Introspection: Watching the BEAM Work
The BEAM is remarkably transparent. You can observe everything:
%% How many processes are running?
1> erlang:system_info(process_count).
57
%% Total memory usage
2> erlang:memory().
[{total,25518192},
{processes,5765952},
{system,19752240},
{atom,354569},
{binary,101432},
{ets,384424},
...]
%% Info about a specific process
3> process_info(self()).
[{current_function,{erl_eval,do_apply,7}},
{initial_call,{erlang,apply,2}},
{status,running},
{message_queue_len,0},
{heap_size,4185},
{stack_size,30},
{reductions,12345},
...]
You can also use the built-in Observer GUI:
1> observer:start().
This opens a graphical tool showing processes, memory, schedulers, ETS tables, and more. It’s like htop on steroids, specifically for the BEAM.
BEAM vs.
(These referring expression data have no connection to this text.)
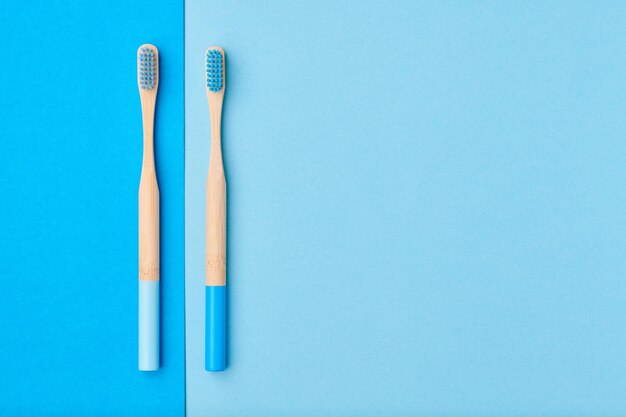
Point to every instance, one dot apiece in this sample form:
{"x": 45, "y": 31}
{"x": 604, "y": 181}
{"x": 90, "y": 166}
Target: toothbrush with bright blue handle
{"x": 149, "y": 276}
{"x": 215, "y": 282}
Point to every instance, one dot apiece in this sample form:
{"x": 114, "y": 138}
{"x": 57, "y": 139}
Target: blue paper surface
{"x": 70, "y": 162}
{"x": 425, "y": 208}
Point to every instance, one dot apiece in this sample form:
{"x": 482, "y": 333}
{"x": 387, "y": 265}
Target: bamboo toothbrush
{"x": 215, "y": 325}
{"x": 149, "y": 333}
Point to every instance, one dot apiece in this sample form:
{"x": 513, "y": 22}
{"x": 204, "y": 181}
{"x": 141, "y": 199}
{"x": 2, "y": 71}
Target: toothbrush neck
{"x": 147, "y": 112}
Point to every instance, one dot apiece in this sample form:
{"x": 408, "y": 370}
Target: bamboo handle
{"x": 215, "y": 221}
{"x": 148, "y": 202}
The World
| Feature | BEAM | JVM | V8 |
|---|---|---|---|
| Concurrency model | Lightweight processes | OS threads (virtual threads in JDK 21+) | Event loop + workers |
| GC scope | Per-process | Global (generational) | Global (generational) |
| Preemptive scheduling | Yes | Via OS | No (cooperative) |
| Hot code reload | Native | Hacky (class reloading) | No |
| Fault isolation | Process-level | Thread-level (limited) | No |
| Distribution | Built-in | Libraries (RMI, etc.) | Libraries |
BEAM Languages
Erlang isn’t the only language that runs on the BEAM:
- Elixir — Ruby-inspired syntax, same BEAM semantics. Hugely popular.
- Gleam — Statically typed, with a Rust-like syntax. Growing fast.
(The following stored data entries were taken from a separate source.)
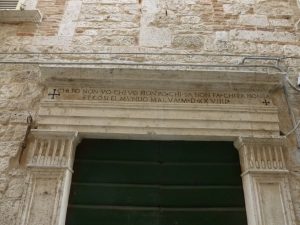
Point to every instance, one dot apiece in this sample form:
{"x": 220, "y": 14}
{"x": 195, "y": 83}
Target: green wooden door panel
{"x": 152, "y": 196}
{"x": 156, "y": 183}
- LFE (Lisp Flavoured Erlang) — Lisp on the BEAM. For the adventurous.
All BEAM languages can call each other’s modules directly. An Elixir project can use Erlang libraries and vice versa. The BEAM is the platform; languages are just syntax.
Key Takeaways
- The BEAM is a virtual machine designed for concurrency, fault tolerance, and real-time systems
- Processes are incredibly lightweight (~2.5 KB each)
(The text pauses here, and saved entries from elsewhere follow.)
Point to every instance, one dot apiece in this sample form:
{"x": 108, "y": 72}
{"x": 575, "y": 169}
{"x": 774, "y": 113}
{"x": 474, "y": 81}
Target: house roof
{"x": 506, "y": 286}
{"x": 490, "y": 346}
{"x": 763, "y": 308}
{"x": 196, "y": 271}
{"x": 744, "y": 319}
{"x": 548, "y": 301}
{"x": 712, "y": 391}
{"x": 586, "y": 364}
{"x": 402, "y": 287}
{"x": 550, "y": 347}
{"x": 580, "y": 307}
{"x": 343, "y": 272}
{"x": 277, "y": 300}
- The preemptive scheduler uses reductions, not cooperative yielding
- Per-process garbage collection eliminates global GC pauses
- One scheduler per CPU core — automatic parallelism
- The JIT compiler (BeamAsm) provides native-code performance
- The Observer tool lets you watch everything in real time
- The BEAM is a platform — Erlang, Elixir, and Gleam all run on it
The BEAM is why Erlang systems can handle millions of concurrent connections with predictable latency and 99.9999999% uptime. It’s not magic — it’s just very, very good engineering.